There are signs, though, that those lower domestic rates are slowly catching up with rates being offered from the London market.

REINSURERS PUSH UP RATES

The primary markets are, of course, only half the story. London provides something like 20% of Canada’s overall reinsurance catastrophe capacity of some $22 billion, with the balance supplied domestically in Canada, as well as from the Bermuda and United States markets.

Canadian treaty renewals largely take place in January, with 2012 showing a marked change upwards in rates and pricing at the top layers setting the precedent. One reason for this was a change in the long-held perception that Canadian catastrophe reinsurance business does not correlate with that of the U.S. But natural catastrophes do not stop at national borders and there is a growing realization that Seattle and Vancouver, in particular, could be affected in the same event. There is also concern that the clustering of earthquakes could mean a major earthquake in California makes one in British Columbia more likely.

This increase in reinsurance rates made capacity easier to come by in contrast to the primary side, although given the concern around overall aggregates, there were also signs of some reinsurance providers in London pulling back. Signings on lower treaty layers increased significantly at renewal, typically with percentages from the mid-40s to 50s, up to the 90s. This means that any further reduction in treaty capacity or increase in demand at the forthcoming January 2013 renewal may result in treaty programs not getting completed or requiring significant rate increases.

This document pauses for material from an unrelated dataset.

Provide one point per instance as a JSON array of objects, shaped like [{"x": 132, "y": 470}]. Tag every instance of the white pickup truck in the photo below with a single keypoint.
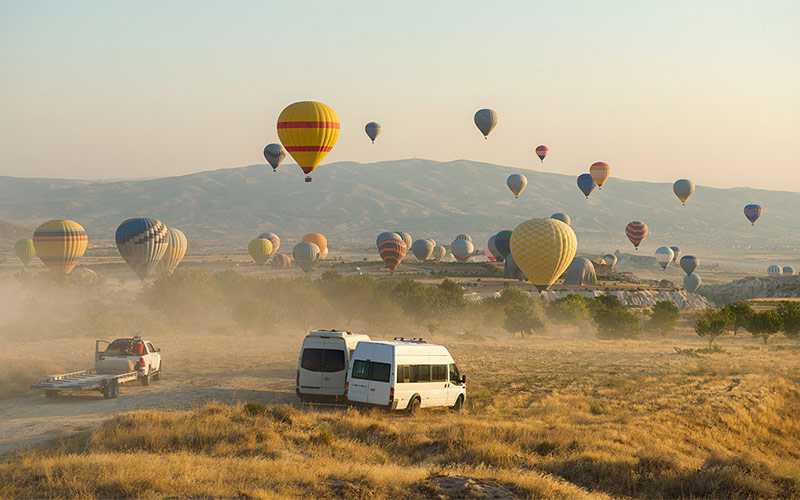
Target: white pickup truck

Another factor to take into account has been the regulatory impact of Canada’s Office of the Superintendent of Financial Institutions requiring domestic insurers to increase their reinsurance purchasing to allow for the greater likelihood of a major earthquake being more like a 1 in 400 year event, as opposed to a 1 in 500 year event. The effect of this action has been a greater demand for reinsurance from cedents, albeit on a gradual basis.

OPPORTUNITY TIME

The overall impact of global earthquake activity together with specific changes — such as a rapid rise in residential property values in Canada, model changes or increased demand for reinsurance, for example — have reduced the London market’s overall appetite for Canadian property insurance business as rates in some areas struggle to meet expectations. Some insurers have moved their entire Canadian earthquake capacity from direct to treaty business. For treaty business, returns are perceived to be better and tail risk (to extreme events) is lower as most treaties will have exhausted limits at the 500-year level, while losses from a direct portfolio grow exponentially with higher return periods.

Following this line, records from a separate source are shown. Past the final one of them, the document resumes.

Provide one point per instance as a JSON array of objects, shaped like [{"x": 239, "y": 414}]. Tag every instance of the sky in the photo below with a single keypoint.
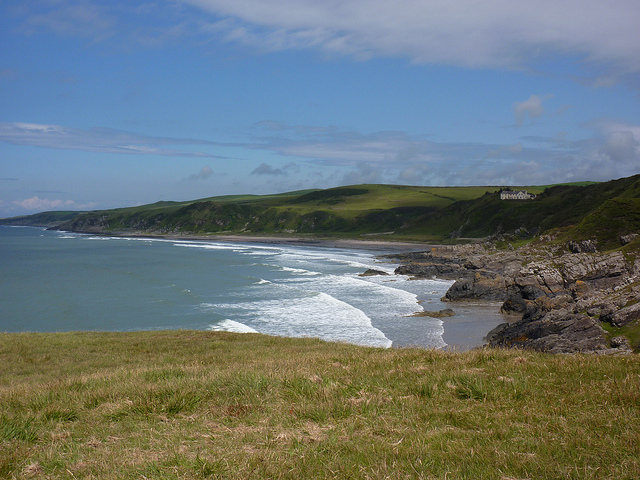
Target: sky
[{"x": 107, "y": 104}]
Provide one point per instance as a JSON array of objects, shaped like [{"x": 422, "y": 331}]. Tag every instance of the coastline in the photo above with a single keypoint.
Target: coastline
[
  {"x": 464, "y": 331},
  {"x": 361, "y": 244}
]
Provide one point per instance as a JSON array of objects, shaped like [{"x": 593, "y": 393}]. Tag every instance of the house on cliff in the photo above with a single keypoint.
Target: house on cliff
[{"x": 513, "y": 195}]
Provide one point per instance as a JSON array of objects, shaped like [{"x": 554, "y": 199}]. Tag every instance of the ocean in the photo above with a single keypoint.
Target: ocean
[{"x": 57, "y": 281}]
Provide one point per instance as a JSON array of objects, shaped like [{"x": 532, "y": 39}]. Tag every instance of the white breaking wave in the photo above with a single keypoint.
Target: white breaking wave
[{"x": 231, "y": 326}]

That is not to say there are not some great opportunities to do business in Canada, and there are still plenty of committed London players on both the insurance and reinsurance sides. Underwriters, though, will want to see the right ratings and brokers in London may still find, in the short to medium term at least, that they struggle to complete all of their Canadian property programs until pricing gets to the right levels to match the g rowing perception of earthquake risk in Canada.